A locked out generation
Increasing house prices is leading to a whole generation being locked out of the property market. Deposits are becoming increasingly difficult to save, with the average sitting at £34,000 – and almost three times higher at £96,000 in London.
Despite the increase in house prices, interest rates are still at a record low. What you’d pay for a mortgage can be significantly cheaper than rent for an equally or higher valued property. But without the deposit, you’re out of luck.

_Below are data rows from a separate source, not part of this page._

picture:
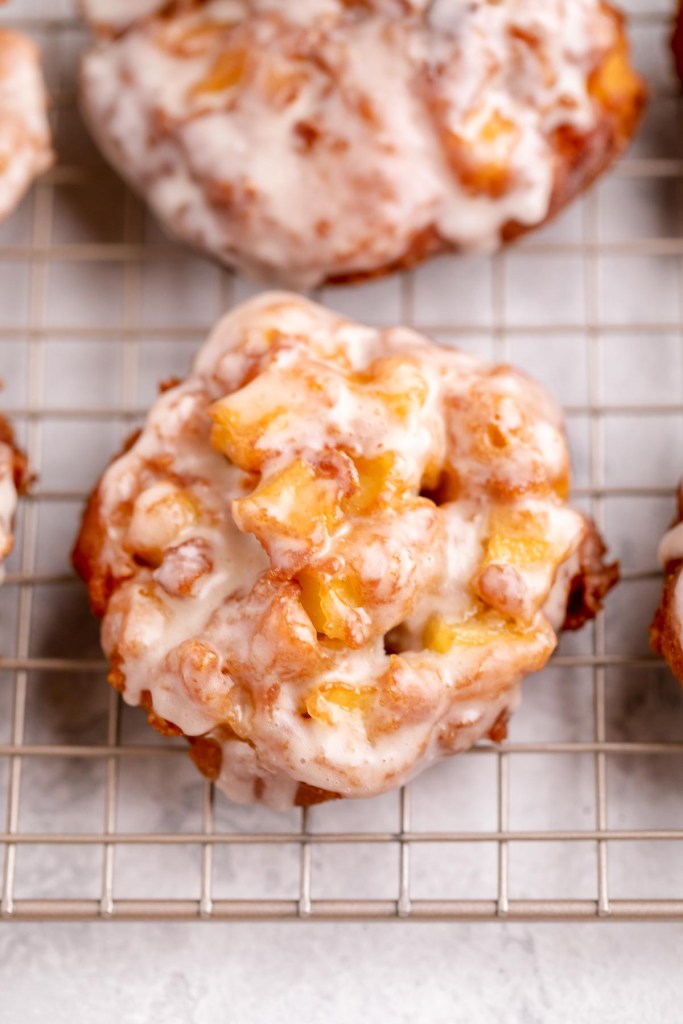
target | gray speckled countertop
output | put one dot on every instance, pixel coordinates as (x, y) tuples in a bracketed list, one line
[(321, 974)]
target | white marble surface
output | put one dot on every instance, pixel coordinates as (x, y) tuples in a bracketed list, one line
[(208, 973), (317, 974)]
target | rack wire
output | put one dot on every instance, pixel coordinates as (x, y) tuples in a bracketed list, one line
[(577, 816)]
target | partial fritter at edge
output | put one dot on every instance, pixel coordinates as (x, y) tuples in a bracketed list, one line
[(334, 552), (336, 140), (26, 150), (13, 479), (667, 629)]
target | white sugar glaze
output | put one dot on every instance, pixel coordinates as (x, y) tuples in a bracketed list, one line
[(25, 133), (214, 630), (350, 131)]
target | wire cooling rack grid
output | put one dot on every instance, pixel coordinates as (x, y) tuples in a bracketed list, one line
[(580, 814)]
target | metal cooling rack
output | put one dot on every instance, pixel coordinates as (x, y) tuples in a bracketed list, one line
[(578, 815)]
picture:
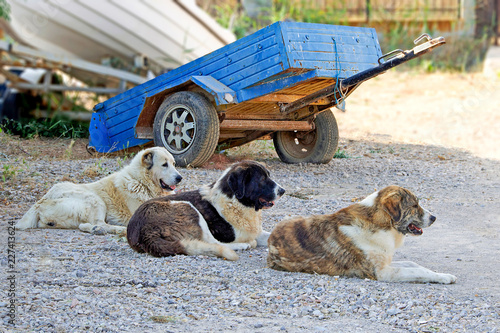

And while house prices are rising, and rental rates increase along with them, wages aren’t increasing at anywhere near the same level. This leads to living in fear of constant rent increases, being kicked out for a landlord to sell up (losing any potential savings to agency fees and rental deposits), or nightmare stories due to poor renter’s rights.
Tackling the crisis
Kay Lyons, a Guardian contributor sums this crisis up:
“Our generation has to pay back £50,000-odd in tuition fees, expects to have to chip in to help pay for our elderly parents’ end-of-life care, has to fund our own end-of-life care, has been told we can’t rely on state pensions (and the decent workplace pensions are being phased out) and some of us might even want to raise our own children. There’s not enough lifespan to earn enough to pay for all of this without the accumulated wealth that comes with property ownership (even then it’s a stretch).”
The Government needs to tackle this issue quickly. It’s not only in the interest of the people, but in their interest too. More people living on the breadline, with no opportunity to accumulate property wealth means a greater stretch on Government and taxpayers’ resources – may be not now, but in the future.